Not coincidentally, I’ve been using a temperature around 130 °C since I last did this calibration myself after buying my current laser printer. Getting a consistent procedure with a dialed-in temperature is much more than half the battle.

At this point, with the toner transfer process itself pretty much dialed in, the limiting factor in how reliably and at what resolution you can print is going to be the printer itself and the software that drives it. I found surprisingly large differences between different printer drivers (PCL and Postscript) as well as between different file formats used to save the artwork, and the programs that read them.

In particular, both of the drivers on my system seem to be interpreting the Postscript and PDF output of KiCad as being color files, and applying dithering to the result. With the Postscript driver, this results in jagged edges, an effect that other people have noticed before. With the transfer working well, these jaggies end up in the PCB’s copper.

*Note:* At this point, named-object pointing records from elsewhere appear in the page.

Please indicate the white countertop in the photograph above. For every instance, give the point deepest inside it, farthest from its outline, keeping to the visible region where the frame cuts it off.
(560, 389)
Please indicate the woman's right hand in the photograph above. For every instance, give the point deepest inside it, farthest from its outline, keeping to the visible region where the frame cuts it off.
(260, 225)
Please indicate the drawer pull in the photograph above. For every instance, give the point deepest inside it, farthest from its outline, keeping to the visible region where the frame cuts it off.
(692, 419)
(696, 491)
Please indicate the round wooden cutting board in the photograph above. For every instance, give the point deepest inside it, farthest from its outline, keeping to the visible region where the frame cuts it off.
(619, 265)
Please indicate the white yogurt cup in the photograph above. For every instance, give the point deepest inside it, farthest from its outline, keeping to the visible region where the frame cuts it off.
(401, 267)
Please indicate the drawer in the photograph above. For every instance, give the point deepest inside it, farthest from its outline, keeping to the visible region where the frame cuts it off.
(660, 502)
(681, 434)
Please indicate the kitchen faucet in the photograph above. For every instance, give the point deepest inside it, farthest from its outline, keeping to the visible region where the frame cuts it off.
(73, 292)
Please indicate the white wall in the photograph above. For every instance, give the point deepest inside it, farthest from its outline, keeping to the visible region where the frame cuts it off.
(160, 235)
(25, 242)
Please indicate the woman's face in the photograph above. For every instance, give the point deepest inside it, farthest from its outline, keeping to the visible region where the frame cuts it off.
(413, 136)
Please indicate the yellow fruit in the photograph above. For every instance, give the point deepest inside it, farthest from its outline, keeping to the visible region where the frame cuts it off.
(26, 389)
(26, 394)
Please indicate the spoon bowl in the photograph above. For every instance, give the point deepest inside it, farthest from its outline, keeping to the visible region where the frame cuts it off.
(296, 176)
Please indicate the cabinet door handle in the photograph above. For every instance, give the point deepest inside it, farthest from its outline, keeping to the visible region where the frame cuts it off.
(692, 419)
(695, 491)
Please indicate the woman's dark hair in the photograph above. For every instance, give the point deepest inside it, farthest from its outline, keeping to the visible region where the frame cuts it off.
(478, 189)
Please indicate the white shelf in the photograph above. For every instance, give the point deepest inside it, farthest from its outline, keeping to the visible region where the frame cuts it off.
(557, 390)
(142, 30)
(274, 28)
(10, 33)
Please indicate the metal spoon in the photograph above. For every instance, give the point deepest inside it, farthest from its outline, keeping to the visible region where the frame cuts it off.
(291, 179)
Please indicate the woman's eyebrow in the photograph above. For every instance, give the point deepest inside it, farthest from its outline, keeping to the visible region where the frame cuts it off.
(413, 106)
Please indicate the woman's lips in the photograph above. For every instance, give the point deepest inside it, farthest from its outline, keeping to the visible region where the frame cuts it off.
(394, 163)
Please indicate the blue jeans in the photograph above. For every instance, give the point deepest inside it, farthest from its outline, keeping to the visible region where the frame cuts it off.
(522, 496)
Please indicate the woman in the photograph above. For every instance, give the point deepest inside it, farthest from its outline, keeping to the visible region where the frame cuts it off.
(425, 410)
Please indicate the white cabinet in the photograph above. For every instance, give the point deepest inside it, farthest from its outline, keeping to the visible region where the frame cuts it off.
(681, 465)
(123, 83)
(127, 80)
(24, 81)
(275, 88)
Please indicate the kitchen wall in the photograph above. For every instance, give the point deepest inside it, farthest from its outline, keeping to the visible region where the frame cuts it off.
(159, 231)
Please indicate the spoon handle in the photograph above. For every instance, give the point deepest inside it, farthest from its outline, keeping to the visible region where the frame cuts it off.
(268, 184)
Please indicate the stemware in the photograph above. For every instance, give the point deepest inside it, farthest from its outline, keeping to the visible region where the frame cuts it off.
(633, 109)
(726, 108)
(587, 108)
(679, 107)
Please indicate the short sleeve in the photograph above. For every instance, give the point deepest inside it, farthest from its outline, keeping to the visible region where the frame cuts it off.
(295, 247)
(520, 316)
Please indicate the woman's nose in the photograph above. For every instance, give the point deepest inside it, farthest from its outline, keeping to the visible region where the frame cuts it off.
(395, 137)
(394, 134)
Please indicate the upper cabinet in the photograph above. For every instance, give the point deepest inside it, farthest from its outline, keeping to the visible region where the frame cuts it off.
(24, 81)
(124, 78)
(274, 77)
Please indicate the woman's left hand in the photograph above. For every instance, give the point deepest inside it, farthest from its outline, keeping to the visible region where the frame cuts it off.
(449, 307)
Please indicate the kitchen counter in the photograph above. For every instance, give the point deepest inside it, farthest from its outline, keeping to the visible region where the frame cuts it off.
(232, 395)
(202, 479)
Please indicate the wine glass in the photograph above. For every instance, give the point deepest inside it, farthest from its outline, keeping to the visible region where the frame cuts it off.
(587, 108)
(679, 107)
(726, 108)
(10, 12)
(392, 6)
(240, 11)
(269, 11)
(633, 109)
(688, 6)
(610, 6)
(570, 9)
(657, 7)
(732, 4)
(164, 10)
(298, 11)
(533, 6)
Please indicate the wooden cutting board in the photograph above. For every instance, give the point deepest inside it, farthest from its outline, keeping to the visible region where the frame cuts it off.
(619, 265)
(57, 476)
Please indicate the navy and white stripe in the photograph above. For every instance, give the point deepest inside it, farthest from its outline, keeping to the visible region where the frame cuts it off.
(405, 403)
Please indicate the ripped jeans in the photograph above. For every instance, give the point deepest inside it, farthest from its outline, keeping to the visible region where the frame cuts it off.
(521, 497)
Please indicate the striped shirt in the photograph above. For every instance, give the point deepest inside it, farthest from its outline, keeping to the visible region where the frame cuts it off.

With the PCL driver that I had been using, it seems to be applying a much higher-resolution dithering algorithm, with the result that the lines appear thinner to the point that they have discontinuities. It turns out that the problems I was having with thin lines printing was caused by the driver.

Finally, when I save the file as an SVG graphic and print it out from within Inkscape, all of the color-dithering artifacts go away, but the result is nice smooth dark traces that are a tiny bit too thick once transferred. Perhaps with these improved traces I can lower the temperature a little bit? There’s also some dust in the transfer on the sticky-backed paper that doesn’t occur with magazine paper, so maybe paper type does matter a little bit after all.

It’s important to note that you can’t really diagnose fine details like these until you’ve gotten the main variables of temperature and pressure under control. But once you do, and the smallest glitches that arise from the software stage of the chain are visible and reproducible, you’ve got a new limiting factor, and it’s time to tune up the software.

Unfortunately, everyone has a different software and printer setup, and not all the tweaks that work for me will work for you. At this point, you’re on your own. Just know that the printer’s resolution, printer configuration options, and even the drivers and file types can matter. That’s a lot to experiment with, so take them one variable at a time.

So everything interacts: temperature, pressure, paper type, and even the file format and printer drivers. I gave up experimenting for today because I’m content with reliable 6/8 traces, and when I need to push it even further for some project I’ll probably start by decreasing the temperature further to see if that solves the thickening lines. If I really need 6 mil clearances, I’ll either double-check those locations before etching and clean them up with a scalpel blade, or I’ll experiment with 4 mil trace widths. After all, with the SVG output and Inkscape doing the printing, I’ve not had a single discontinuous trace at 6 mil.

One thing I absolutely won’t change, however, is the basic technique. I first started applying a consistent maximum pressure through a roller and tweaking the temperature about ten years ago, and it’s been a very reliable method of making PCBs since. This recent quest for maximum resolution has been a fun diversion and I’m both happy to know that I can do small features when I need to, and saddened that the paths to further improvement seem to lead through tweaking software and drivers because there are just so many options.

At some point, it does become easier to let the pros do the work for you. But for me, toner transfer works for almost all of the initial stages of prototyping, and with turnaround times that absolutely can’t be beat.